In the early 70s, a British TV personality named Uri Gellar made a name for himself by appearing on TV and at various live shows, and displaying what he called psychic powers. His main ability was to bend spoons with the stroke of his fingers. People were a little impressed, but most thought he was just a skilled illusionist.

Most except for the CIA.

During the 60s and 70s (and possibly into the 80s), the CIA ran several experiments on the possibility of mind control and psychic experiments. The agency wasn’t certain it could exploit the potential of the human mind, but it had enough resources that it decided to say what the hell and give it a try.

For the most part, the experiments were unsurprisingly failures. From dousing people with LSD to using marijuana as a weapon, the CIA had some nutty ideas. A few of them, however, may have worked.

In 1973 after witnessing Gellar’s shtick, the CIA brought him in for a few tests. The agency released a 32-page document covering the experiment, and the end result was that Gellar convinced the agents that he was legit. And these are agents that are trained to be skeptical. Enough so that it claimed to witness “his paranormal perceptual ability in a convincing and unambiguous manner.”

Over the course of weeks, they isolated Gellar and asked him to focus on someone in a “far flung” location.

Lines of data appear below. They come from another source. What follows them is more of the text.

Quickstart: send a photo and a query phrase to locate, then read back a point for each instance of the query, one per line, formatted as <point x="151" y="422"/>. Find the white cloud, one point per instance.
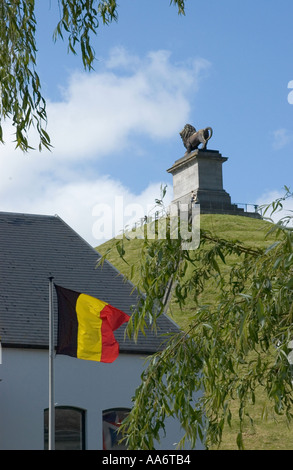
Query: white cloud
<point x="102" y="110"/>
<point x="100" y="113"/>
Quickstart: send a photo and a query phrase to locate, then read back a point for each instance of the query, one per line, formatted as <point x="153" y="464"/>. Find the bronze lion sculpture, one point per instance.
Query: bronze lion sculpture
<point x="192" y="138"/>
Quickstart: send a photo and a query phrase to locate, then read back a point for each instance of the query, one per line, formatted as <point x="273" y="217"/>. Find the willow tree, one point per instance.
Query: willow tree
<point x="21" y="98"/>
<point x="237" y="343"/>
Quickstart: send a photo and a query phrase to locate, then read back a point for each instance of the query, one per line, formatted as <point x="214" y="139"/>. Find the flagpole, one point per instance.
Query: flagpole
<point x="51" y="440"/>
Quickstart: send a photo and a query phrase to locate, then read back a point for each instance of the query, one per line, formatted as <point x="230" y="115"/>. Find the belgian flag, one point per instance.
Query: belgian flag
<point x="86" y="325"/>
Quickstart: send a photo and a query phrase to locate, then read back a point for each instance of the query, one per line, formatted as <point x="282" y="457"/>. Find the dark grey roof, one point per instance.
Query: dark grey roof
<point x="34" y="247"/>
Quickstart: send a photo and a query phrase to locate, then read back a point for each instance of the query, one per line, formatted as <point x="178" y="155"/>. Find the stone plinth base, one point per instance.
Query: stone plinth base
<point x="198" y="178"/>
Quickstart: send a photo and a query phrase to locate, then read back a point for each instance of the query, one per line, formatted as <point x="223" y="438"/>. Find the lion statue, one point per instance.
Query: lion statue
<point x="192" y="138"/>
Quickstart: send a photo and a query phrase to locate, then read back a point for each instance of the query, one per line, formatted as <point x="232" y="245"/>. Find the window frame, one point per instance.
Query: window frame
<point x="82" y="413"/>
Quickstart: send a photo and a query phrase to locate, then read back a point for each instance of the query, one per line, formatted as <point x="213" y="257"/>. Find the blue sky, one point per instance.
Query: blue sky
<point x="226" y="64"/>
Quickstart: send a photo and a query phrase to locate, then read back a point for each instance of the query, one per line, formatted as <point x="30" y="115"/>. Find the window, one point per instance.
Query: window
<point x="112" y="420"/>
<point x="69" y="428"/>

The researchers grabbed a dictionary and chose a word at random, then draw a picture of it for Gellar to psychically “see.” In one instance, the researchers selected the word “fuse.” One of them then drew a picture of a firecracker, and Gellar’s immediate response was a “cylinder with noise coming out of it.”

The researchers were several buildings away, making it impossible for Gellar to have known what the image was. The second word was “bunch,” so they drew a bunch of grapes. Gellar quickly responded that he saw “purple circles.” He then drew an image of his own – a bunch of grapes. To make things even stranger, both images – Gellar’s and the researcher’s – had 24 grapes.

This scenario was repeated several times, with multiple images drawn by researchers and Gellar recreating or describing them. He was also able to recreate specific images, or at least elements of images stored on a computer where they were not visible evidence.

He wasn’t always successful, of course. Sometimes he was just flat out wrong, while others he simply would say “pass.”

The end result was that the CIA was convinced there was at least something to Gellar’s powers. One agency even asked him to try to stop the heart of a pig. This incident was partially recreated in the George Clooney movie The Men Who Stare at Goats. He wasn’t successful, but it made the CIA stop and pause. In 2013, the Israeli-born Gellar was featured in a documentary that claimed he was a “psychic spy” for the CIA and the Mossad. The report (and Gellar himself) claim that he deleted KGB floppy discs containing vital information.

The 70 year old Gellar remains a controversial figure. Others have attempted to test his abilities and left convinced that Gellar was an excellent stage magician, but not a true psychic. Several spy agencies around the world seem to disagree.